Dans l’affaire Wong, la Cour de l’Ontario a conclu que l’obligation de divulguer un avis négatif était immédiate, malgré les efforts diligents déployés par Pretium pour examiner l’avis qu’elle croyait, à juste titre, erroné. En juin 2017, la District Court américaine du district sud de New York a rejeté en totalité le recours collectif correspondant exercé contre Pretium aux États-Unis. En rejetant les demandes des demandeurs, le tribunal américain a examiné le moment où l’obligation de Pretium de divulguer l’avis de Strathcona avait pris naissance. Le tribunal américain a conclu que, même si Pretium était tenue à une divulgation à la fois exacte et complète, la société avait également le droit d’enquêter sur l’information potentiellement négative avant de faire des déclarations au marché (voir In re Agnico-Eagle Mines Ltd. Sec. Litig., No. 11 Civ. 7968 (JPO), 2013 WL 14404, S.D.N.Y., 14 janvier 2013) (en anglais). Le tribunal américain a constaté que Pretium avait pris tout au plus quatre mois pour examiner les préoccupations de Strathcona avant de procéder à la divulgation et que, compte tenu de toutes les circonstances (notamment la taille et l’étendue du projet ainsi que la nature des avis divergents des consultants de Pretium), il s’agissait d’un délai raisonnable pour effectuer de telles recherches. Le tribunal américain a donc conclu que la contestation par les demandeurs quant au moment de la divulgation par Pretium (qui se trouvait au cœur de la position du demandeur canadien dans l’affaire Wong) ne suffisait pas pour faire droit à une demande pour fraude en valeurs mobilières.

Points clés à retenir

Malgré la confusion entourant les critères applicables en matière d’importance relative qui règne dans la jurisprudence, la Cour divisionnaire a refusé, en décembre 2017, l’autorisation d’interjeter appel de la décision rendue dans l’affaire Wong. Par conséquent, la décision demeure, et les sociétés et leurs conseillers juridiques restent aux prises avec des questions difficiles en matière de divulgation et le risque de responsabilité civile pouvant en découler.

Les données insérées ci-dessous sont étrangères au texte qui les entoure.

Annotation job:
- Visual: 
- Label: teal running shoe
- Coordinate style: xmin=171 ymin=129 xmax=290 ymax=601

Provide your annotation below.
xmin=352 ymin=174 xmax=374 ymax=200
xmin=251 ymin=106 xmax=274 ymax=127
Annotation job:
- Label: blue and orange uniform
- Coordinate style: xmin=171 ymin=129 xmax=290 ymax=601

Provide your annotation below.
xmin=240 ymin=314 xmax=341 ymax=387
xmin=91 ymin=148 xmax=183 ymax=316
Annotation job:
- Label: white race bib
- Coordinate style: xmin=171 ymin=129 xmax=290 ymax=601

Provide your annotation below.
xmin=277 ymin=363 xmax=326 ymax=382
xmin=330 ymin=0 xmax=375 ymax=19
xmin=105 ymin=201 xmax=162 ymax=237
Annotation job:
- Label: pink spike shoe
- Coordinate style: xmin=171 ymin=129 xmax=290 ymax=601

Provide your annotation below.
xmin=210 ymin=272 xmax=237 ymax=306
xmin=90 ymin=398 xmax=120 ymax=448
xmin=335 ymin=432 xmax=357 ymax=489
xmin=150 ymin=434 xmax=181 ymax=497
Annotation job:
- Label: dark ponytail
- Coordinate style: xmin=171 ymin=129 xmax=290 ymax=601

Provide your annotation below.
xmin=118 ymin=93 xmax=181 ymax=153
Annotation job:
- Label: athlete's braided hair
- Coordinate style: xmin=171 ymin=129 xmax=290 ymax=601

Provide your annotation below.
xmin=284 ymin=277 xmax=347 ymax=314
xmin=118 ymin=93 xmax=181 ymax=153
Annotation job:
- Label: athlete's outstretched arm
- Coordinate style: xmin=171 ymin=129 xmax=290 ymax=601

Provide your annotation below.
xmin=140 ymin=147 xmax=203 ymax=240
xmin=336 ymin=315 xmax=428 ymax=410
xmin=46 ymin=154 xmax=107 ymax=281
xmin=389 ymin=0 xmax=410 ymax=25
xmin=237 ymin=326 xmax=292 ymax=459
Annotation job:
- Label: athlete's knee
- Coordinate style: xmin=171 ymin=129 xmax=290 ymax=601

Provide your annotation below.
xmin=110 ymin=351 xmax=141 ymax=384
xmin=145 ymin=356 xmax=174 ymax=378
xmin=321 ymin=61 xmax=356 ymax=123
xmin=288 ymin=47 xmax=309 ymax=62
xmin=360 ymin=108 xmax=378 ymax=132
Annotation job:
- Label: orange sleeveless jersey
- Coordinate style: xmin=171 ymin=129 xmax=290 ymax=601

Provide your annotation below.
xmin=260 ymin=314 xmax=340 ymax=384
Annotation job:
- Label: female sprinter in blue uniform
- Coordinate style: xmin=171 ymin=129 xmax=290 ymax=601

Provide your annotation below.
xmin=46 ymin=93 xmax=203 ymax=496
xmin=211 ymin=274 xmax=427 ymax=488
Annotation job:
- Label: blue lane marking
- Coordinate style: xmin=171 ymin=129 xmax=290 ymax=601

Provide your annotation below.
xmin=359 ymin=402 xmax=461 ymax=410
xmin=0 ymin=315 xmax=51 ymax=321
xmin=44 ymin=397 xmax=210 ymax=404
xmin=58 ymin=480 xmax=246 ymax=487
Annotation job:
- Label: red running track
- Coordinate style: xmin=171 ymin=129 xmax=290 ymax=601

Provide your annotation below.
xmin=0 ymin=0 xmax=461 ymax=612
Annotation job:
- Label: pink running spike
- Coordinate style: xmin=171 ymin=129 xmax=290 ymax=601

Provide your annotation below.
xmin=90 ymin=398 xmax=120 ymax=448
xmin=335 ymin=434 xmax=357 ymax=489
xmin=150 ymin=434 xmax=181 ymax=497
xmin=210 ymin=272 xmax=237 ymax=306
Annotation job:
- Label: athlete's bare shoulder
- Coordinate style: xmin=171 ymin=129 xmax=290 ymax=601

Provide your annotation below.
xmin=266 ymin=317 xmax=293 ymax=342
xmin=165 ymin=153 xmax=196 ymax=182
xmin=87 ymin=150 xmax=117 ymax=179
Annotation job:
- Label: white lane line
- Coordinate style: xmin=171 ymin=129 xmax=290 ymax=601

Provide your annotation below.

Il ressort de la décision rendue dans l’affaire Wong les points clés suivants :

  • La Cour a réaffirmé que la LVMO a pour objectif premier la protection des investisseurs; l’application de la loi en ce qui concerne l’importance relative dans cette décision devrait être considérée sous cet angle.
  • L’importance relative ne doit pas être évaluée rétrospectivement. Le fait que Pretium a finalement eu raison de juger inexacts les résultats obtenus au moyen de la tour d’échantillonnage ne constitue pas un facteur déterminant devant être pris en considération par la Cour dans l’évaluation de l’importance relative de l’information au moment applicable.
  • Lorsqu’elles évaluent l’importance relative, les sociétés devraient comprendre que les tribunaux ne s’en remettront pas à l’appréciation commerciale des dirigeants pour déterminer si la divulgation publique est requise.
  • Compte tenu de l’incertitude qui semble se dégager de la jurisprudence quant au critère approprié qu’il faut appliquer pour évaluer la possibilité qu’une société soit tenue responsable à l’égard d’une présentation inexacte des faits dans l’information qu’elle communique au public, les émetteurs devraient analyser leurs décisions en matière de divulgation en fonction à la fois du critère de l’incidence sur le marché et du critère de l’investisseur raisonnable.
  • Comme les tribunaux et les commissions de valeurs mobilières du Canada peinent à élaborer une approche rationnelle en matière de divulgation dans un contexte juridique caractérisé par l’absence de toute intention d’induire en erreur, les décisions américaines susmentionnées offrent beaucoup de matière à réflexion.

1Pour déterminer s’il autorisera ou non le demandeur à intenter une action pour présentation inexacte des faits en vertu du paragraphe 138.8(1) de la LVMO, le tribunal examine le bien-fondé de la cause du demandeur et évalue s’« il est raisonnablement possible que l’action soit réglée au moment du procès en faveur du demandeur ».